Olivier Rietmann - Les auditions ont montré que les aliments cellulaires ne sont certainement pas une solution durable, tant d’un point de vue économique qu’écologique, pour nourrir la population dans son ensemble. Pour autant, je pense que certaines productions issues de la culture de cellules animales ont un avenir à moyen ou long terme. Ce ne seront certainement pas des produits comparables à de la viande fraîche mais plutôt des « pâtes » issues de cellules de bœuf, de poulet ou de poisson qui seront associés à d’autres aliments, notamment végétaux, pour en améliorer le goût ou leur apporter des propriétés culinaires. C’est d’ailleurs vers ce type d’aliments que se tournent actuellement les entreprises les plus avancées dans ce domaine. Leur apparition sur le marché international n’est cependant pas pour demain, le processus d’autorisation étant complexe aussi bien aux États-Unis qu’en Europe.
Comment l’un ou l’autre de ces produits pourraient-ils être autorisés dans l’Union européenne ?
O. R - En vertu de la nouvelle réglementation novel food sur les nouveaux aliments, les demandes d’autorisation seront examinées par la Commission européenne. Elle se tournera ensuite vers l’Efsa, qui mènera des études avant d’émettre un avis. Si cet avis venait à être positif, s’ouvrirait alors une phase d’échanges entre la Commission européenne et chaque État membre qui se conclurait par un vote à la majorité qualifiée.
Certains pays européens sont-ils favorables à ces nouveaux aliments ?
O. R - Le pays qui me semble le plus enclin à accepter cette technologie, ce sont sans doute les Pays-Bas, qui abritent d’ailleurs quelques-unes des start-up les plus avancées, à commencer par Mosa Meat.
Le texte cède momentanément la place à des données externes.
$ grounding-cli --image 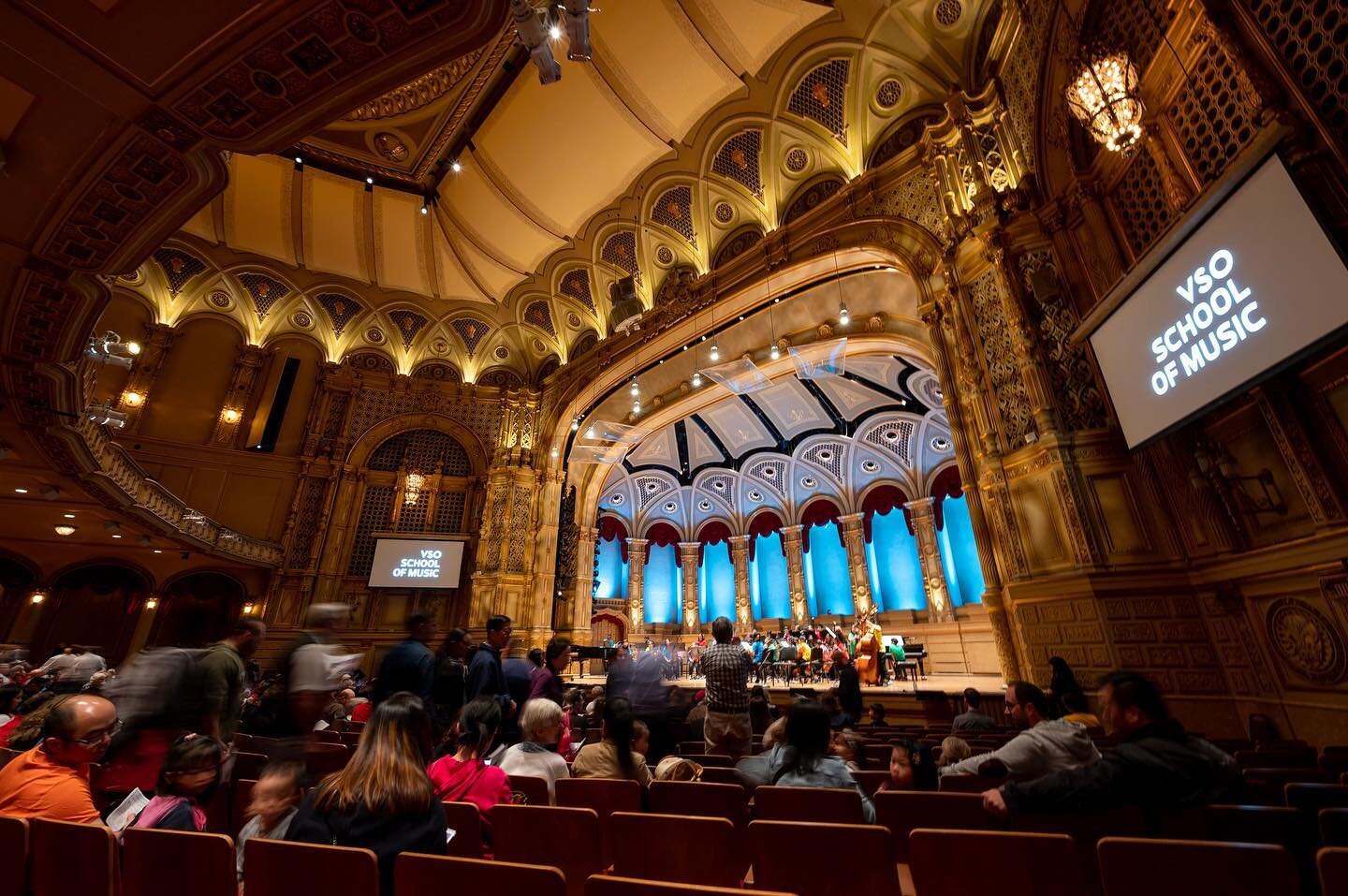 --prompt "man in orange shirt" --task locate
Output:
[0,696,122,825]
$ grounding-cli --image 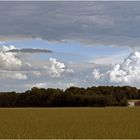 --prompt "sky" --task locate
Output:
[0,1,140,92]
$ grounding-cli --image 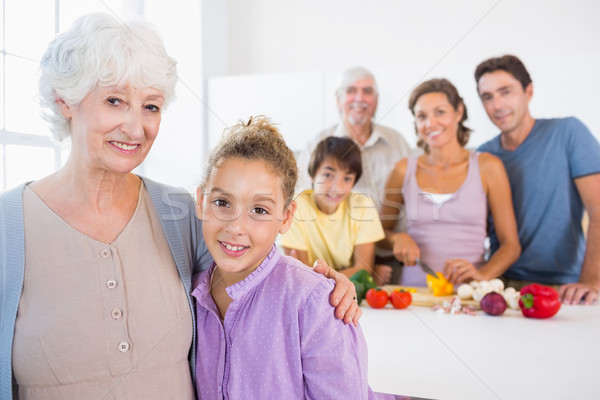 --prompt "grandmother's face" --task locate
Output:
[59,86,164,174]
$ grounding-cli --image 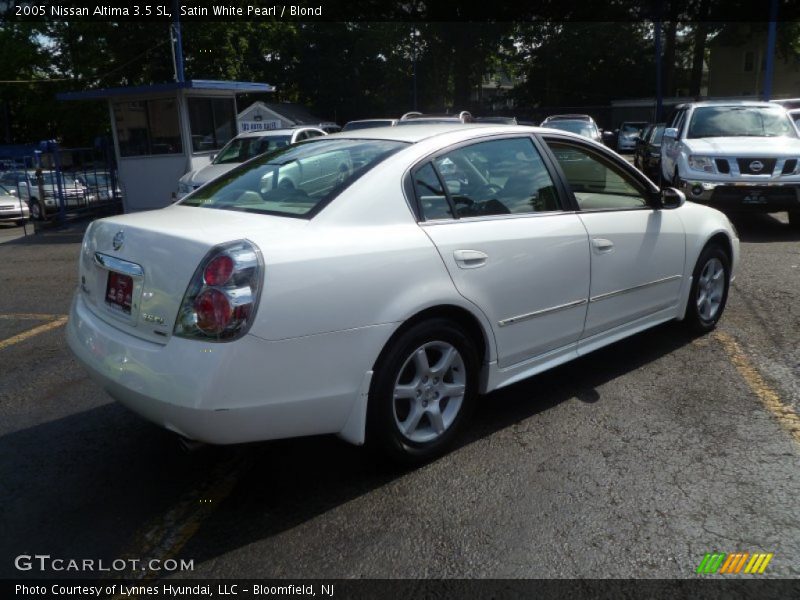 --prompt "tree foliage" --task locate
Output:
[0,12,800,145]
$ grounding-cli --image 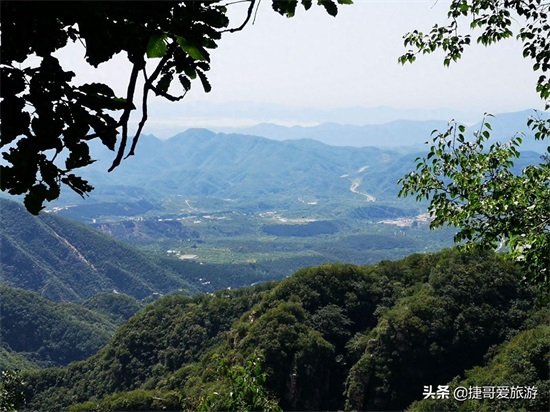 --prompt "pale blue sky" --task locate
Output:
[54,0,543,137]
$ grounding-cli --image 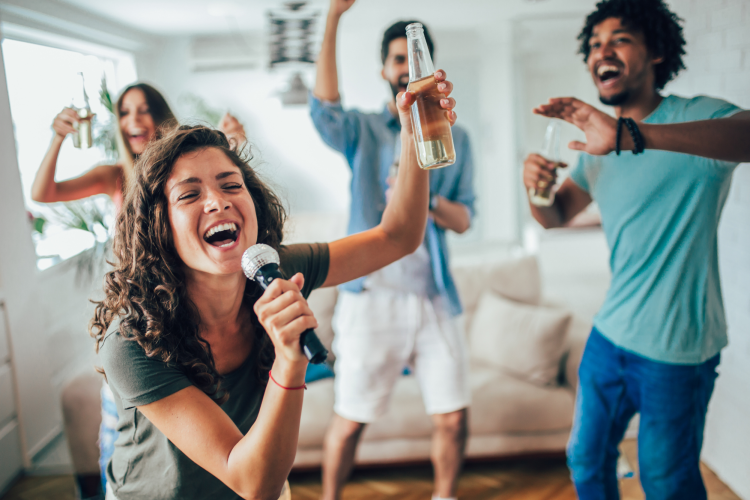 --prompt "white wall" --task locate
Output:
[138,17,518,247]
[667,0,750,499]
[0,0,156,465]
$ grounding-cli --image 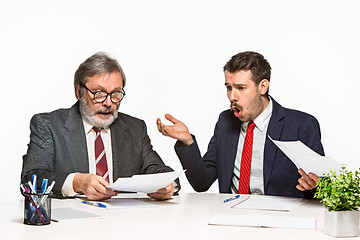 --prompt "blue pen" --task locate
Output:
[224,195,240,203]
[81,201,106,208]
Cela s’explique par le contexte environnemental et politique très particulier du pays qui s’oriente vers une réduction drastique de son cheptel en raison de ses excès d’azote. L’idée de produire de la viande sans cheptel est là-bas entrée dans le débat public. À l’inverse, l’Italie en a interdit purement et simplement la production. Personnellement, cela ne me paraît pas une solution raisonnable. D’abord parce qu’in fine, c’est l’Union européenne qui décidera de l’avenir des aliments cellulaires, ensuite parce qu’il est important de maintenir un minimum de connaissances dans ce domaine.
Vous appelez même à la création d’une unité mixte de recherche de l’Inrae et du CNRS sur ces technologies. Faut-il investir de l’argent public dans une technologie qui ne répond pas à des besoins réels de la population ?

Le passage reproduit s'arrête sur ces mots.